Engineering Programming

The need for and importance of writing computer programs, sequencing the solution of a problem of sub-activities/instructions. Designing an algorithm. Practical programming in ‘C’ (the vocabulary, the grammar and the structure)- input-output. storage and assignment, single-path programs, logic statements. loops and arrays. Scientific and engineering libraries of routines, compilation and de-bugging; validation.

Electrical Systems

Fundamentals of DC Circuits; Fundamentals of AC Circuits; Electro-mechanics and Energy Conversion; Electronics; Instrumentations and Control.

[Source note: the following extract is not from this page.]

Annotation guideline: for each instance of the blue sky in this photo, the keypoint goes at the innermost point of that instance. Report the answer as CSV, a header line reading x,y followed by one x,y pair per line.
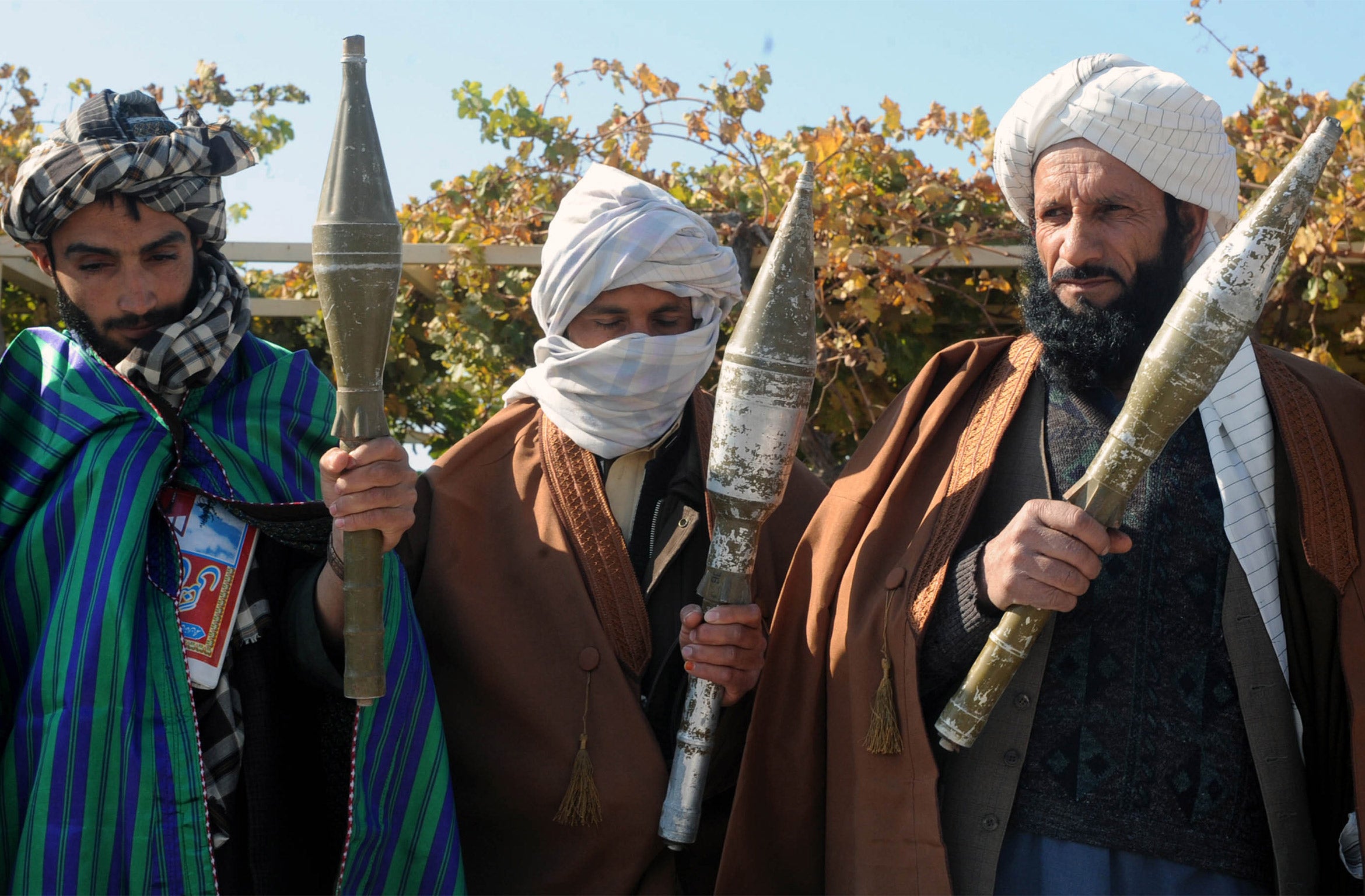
x,y
824,55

Linear Algebra & Statistics for Engineers

This unit will consider the problems arising from engineering-related fields. Students will learn the necessary skills to model and solve such problems through the introduction of mathematical techniques of linear algebra, data analysis and statistical inference. This unit will cover vectors, lines and planes and their extension into n-dimension space. The unit also covers matrices and their use for solving systems of linear equations through a study of a number of different types and solution methods. Students will be introduced to the world of statistics by looking at the concepts of descriptive statistics and inferential statistics.